3.6. Epigallocatechin Gallate, Resveratrol, and Tea Polyphenols Elevated the Consumer Acceptance of Strawberries

Sensory evaluation serves as a critical measure of preservation efficacy, with higher scores indicating greater consumer acceptance [50]. The strawberries treated with EGCG or RES exhibited significantly improved sensory attributes compared to the control group. After 5 days of storage, EGCG–RES-treated strawberries outperformed the control group: they maintained better texture, minimal decay, acceptable odor and color, achieved the highest sensory scores (88.67 in natural storage, 85.56 under E. coli infection), and showed significantly improved consumer acceptance (Figure 7A,B).
Figure 7. Effects of RES, EGCG, and TP on the sensory quality of strawberries.
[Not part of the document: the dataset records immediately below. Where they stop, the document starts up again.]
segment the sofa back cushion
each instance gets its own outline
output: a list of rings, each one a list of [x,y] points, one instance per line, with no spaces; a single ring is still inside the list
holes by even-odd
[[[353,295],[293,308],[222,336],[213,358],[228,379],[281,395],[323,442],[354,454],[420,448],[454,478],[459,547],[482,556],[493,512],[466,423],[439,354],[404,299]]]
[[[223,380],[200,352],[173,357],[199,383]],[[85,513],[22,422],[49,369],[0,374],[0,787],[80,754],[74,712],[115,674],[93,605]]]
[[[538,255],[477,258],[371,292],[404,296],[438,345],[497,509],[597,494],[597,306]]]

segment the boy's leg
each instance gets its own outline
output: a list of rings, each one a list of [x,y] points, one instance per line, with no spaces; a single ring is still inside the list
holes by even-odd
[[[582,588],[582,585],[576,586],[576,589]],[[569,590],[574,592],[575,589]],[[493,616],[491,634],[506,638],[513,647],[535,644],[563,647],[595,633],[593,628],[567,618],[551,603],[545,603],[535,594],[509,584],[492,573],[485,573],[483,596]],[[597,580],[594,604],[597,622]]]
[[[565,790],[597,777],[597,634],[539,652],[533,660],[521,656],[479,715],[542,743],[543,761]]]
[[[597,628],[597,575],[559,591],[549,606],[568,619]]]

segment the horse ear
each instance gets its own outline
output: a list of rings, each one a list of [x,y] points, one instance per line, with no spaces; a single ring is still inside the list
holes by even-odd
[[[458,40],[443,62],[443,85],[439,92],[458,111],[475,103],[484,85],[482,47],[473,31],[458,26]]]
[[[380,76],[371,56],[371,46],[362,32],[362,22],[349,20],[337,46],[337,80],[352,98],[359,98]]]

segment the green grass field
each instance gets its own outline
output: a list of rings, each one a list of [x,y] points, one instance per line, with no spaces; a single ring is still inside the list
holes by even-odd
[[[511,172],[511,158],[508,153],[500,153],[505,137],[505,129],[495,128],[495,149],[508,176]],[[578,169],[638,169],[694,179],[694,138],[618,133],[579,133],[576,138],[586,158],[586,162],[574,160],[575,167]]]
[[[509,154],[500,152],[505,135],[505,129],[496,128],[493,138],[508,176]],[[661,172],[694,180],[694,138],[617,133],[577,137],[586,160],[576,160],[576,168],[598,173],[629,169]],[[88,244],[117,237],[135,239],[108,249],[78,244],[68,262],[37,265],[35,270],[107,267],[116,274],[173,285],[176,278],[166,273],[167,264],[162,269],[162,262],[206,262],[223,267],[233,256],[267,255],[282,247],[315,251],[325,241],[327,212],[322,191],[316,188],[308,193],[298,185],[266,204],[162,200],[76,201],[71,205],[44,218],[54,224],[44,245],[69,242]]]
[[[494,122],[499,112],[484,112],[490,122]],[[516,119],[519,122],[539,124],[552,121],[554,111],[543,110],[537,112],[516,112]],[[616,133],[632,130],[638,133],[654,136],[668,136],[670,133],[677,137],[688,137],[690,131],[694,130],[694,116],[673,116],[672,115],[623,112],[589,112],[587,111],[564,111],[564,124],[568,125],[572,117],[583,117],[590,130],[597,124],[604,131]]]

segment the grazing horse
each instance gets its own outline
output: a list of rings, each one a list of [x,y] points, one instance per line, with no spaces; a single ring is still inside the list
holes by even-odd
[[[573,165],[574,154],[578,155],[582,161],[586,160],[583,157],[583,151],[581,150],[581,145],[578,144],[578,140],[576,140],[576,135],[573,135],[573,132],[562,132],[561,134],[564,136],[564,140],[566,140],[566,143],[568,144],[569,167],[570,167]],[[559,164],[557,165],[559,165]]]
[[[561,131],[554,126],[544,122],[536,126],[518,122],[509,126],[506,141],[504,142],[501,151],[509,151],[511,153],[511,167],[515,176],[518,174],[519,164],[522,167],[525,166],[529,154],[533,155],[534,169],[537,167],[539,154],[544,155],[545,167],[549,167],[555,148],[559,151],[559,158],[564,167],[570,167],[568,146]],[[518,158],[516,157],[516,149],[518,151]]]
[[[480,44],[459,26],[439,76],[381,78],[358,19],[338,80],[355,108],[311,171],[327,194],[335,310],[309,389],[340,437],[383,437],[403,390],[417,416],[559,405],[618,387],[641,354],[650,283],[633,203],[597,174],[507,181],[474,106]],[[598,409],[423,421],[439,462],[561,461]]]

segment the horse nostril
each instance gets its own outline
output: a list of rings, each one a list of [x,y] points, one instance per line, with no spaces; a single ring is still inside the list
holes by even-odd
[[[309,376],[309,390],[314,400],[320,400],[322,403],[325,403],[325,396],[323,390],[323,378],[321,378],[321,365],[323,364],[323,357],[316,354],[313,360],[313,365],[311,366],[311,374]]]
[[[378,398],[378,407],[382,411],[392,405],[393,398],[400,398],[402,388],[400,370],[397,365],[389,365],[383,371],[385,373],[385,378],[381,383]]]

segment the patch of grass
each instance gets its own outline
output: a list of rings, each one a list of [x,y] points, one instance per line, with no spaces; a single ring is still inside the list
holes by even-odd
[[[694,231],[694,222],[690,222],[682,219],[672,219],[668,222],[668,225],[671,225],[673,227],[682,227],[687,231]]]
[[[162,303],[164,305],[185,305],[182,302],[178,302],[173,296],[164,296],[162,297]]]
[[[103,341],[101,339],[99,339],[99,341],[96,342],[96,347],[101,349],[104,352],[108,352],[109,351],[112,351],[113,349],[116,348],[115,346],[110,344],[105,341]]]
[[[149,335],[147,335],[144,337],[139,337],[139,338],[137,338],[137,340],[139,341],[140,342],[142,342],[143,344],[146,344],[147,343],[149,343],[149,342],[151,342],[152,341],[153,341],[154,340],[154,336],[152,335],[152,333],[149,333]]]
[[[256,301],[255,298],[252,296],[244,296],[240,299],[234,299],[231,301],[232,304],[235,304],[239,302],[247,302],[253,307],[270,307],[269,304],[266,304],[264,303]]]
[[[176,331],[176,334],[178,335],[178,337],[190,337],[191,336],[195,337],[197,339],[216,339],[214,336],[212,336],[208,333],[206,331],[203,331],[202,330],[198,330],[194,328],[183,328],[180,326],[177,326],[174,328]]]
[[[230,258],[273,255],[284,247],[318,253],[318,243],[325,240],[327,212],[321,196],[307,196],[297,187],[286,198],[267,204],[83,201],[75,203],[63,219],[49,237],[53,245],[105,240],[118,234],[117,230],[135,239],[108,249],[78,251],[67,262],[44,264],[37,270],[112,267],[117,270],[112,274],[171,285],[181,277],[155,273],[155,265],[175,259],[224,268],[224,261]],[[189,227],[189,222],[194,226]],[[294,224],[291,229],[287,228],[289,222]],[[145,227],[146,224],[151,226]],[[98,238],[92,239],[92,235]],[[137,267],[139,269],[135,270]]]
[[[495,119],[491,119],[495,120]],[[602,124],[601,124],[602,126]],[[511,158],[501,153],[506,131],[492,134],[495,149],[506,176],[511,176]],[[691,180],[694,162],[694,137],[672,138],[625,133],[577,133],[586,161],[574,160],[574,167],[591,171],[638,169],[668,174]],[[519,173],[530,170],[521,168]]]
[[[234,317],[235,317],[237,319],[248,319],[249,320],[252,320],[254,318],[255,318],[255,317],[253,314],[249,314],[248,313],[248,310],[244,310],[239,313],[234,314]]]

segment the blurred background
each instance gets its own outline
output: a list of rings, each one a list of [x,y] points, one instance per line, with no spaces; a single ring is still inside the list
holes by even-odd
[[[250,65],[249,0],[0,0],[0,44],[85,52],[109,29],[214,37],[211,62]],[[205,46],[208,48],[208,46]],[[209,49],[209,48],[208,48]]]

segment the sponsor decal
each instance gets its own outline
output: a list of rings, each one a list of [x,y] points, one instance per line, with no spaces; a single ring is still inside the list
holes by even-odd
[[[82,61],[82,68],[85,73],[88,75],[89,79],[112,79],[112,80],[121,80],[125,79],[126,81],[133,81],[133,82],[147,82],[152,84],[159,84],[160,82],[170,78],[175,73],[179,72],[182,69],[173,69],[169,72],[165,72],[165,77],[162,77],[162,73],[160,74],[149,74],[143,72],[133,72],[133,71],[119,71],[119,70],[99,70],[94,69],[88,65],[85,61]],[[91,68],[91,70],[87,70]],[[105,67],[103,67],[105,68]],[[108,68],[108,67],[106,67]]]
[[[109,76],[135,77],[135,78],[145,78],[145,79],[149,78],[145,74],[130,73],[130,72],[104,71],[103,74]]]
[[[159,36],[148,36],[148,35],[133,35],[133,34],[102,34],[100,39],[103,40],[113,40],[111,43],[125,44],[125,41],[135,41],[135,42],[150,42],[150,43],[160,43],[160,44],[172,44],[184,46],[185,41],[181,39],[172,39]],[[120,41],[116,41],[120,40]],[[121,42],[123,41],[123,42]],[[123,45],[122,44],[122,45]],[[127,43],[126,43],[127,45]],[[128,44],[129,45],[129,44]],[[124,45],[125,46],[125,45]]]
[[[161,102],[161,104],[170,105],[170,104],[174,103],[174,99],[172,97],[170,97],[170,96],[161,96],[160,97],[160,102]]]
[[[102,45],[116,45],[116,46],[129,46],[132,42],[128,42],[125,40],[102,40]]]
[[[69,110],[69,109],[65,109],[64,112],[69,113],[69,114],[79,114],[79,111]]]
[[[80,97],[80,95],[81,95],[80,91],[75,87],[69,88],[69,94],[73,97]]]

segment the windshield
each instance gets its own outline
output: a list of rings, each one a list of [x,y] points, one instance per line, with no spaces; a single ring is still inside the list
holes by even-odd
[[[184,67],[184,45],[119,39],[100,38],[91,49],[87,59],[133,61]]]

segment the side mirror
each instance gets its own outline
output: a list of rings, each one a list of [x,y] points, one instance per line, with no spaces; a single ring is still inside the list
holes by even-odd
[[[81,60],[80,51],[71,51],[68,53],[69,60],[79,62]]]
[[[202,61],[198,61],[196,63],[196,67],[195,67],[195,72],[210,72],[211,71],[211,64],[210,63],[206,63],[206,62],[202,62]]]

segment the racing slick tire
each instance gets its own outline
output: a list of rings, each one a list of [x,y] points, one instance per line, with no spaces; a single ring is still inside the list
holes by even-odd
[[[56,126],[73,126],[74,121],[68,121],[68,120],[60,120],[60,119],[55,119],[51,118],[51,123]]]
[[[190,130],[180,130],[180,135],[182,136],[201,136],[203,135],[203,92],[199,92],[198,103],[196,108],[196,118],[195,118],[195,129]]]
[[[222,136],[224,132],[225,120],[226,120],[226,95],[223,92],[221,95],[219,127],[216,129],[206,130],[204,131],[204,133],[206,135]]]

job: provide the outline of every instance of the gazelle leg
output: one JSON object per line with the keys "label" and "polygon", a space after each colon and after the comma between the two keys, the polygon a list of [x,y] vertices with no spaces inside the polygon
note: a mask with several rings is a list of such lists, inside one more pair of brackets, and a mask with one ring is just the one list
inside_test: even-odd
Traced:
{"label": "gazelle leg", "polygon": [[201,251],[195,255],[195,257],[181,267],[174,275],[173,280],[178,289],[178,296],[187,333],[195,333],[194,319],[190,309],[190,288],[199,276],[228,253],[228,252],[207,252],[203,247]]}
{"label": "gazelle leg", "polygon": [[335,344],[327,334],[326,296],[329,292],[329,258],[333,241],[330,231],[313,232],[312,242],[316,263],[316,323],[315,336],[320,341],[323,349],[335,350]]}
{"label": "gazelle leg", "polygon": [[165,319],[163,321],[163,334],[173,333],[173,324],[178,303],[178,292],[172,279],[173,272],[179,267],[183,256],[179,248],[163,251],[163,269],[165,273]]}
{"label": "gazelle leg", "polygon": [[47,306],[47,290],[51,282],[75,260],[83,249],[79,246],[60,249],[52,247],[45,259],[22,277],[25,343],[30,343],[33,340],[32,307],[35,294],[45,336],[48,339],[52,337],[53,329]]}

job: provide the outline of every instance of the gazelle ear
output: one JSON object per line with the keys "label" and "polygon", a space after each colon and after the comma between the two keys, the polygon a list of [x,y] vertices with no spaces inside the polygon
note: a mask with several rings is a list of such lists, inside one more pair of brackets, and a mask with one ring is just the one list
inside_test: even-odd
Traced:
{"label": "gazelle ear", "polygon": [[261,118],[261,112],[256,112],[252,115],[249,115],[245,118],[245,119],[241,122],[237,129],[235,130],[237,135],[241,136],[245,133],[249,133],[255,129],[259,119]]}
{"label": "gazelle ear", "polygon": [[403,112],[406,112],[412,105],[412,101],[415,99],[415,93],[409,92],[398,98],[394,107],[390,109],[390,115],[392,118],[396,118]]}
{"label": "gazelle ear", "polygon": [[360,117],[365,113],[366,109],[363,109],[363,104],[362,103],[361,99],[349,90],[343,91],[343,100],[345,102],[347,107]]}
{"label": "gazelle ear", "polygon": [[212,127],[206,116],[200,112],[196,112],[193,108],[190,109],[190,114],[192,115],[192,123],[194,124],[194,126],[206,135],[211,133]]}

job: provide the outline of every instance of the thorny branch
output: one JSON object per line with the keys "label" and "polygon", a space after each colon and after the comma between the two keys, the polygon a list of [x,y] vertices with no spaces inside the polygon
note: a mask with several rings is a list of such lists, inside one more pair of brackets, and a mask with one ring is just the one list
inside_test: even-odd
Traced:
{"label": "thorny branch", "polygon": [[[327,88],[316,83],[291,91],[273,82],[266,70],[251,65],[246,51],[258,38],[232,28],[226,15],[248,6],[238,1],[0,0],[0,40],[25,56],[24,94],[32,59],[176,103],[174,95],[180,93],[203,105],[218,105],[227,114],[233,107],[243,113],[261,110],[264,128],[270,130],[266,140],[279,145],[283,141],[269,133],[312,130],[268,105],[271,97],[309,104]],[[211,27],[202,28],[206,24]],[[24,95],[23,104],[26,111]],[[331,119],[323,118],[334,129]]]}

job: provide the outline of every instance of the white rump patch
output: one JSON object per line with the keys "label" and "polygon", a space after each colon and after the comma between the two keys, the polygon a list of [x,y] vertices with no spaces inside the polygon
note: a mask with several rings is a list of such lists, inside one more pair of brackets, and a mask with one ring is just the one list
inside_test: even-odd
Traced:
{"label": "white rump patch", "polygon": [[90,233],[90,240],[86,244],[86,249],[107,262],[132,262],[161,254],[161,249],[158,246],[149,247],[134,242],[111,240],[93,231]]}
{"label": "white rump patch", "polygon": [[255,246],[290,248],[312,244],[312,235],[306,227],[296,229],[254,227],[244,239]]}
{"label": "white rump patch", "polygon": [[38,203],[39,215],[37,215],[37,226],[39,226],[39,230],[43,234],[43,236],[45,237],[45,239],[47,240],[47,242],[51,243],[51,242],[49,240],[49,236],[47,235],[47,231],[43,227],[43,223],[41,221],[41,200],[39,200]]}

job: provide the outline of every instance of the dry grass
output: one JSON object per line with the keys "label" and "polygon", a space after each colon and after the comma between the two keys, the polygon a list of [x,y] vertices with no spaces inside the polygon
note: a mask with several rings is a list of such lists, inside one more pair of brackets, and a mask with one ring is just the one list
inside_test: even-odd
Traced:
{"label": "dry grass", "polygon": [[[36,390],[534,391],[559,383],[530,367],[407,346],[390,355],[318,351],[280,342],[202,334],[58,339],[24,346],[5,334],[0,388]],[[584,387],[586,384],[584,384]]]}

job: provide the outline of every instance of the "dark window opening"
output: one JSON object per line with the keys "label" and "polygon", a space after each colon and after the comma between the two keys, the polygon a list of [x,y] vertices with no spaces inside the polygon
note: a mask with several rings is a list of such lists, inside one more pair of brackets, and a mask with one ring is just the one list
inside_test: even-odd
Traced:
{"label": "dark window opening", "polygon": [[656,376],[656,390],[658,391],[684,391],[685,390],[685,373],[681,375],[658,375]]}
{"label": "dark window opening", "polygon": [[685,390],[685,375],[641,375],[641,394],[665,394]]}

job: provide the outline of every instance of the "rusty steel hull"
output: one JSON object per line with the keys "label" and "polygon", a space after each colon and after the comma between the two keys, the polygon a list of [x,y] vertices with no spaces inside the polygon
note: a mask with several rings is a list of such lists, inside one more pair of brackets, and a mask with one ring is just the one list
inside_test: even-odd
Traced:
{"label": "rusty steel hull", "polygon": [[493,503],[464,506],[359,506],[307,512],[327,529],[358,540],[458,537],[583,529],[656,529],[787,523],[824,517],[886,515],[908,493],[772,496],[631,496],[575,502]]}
Effects of RES and EGCG in uninoculated (A) and E. coli-inoculated (B) strawberries. Effects of TP and chitosan in uninoculated (C) and B. cinerea-inoculated (D) groups. Error bars represent standard deviation (n = 10 panelists). RES: Resveratrol; EGCG: Epigallocatechin Gallate; TP: Tea Polyphenols.
Under natural storage conditions, the TP-chitosan combination achieved the highest sensory score of 82.8, significantly outperforming both individual treatments (75.8 for TP alone and 65.8 for chitosan alone) and the control group (Figure 7C). This advantage was particularly pronounced under B. cinerea infection, where the composite treatment maintained a score of 73.0, substantially higher than the individual TP and chitosan treatments, with notable improvements in strawberry hardness preservation (Figure 7D). This study investigated the consumer acceptability of phenolic compounds at their working concentrations, offering guidance for the use of these extracts in food preservation—an area previously constrained by the undesirable sensory changes these extracts induce in foods [57].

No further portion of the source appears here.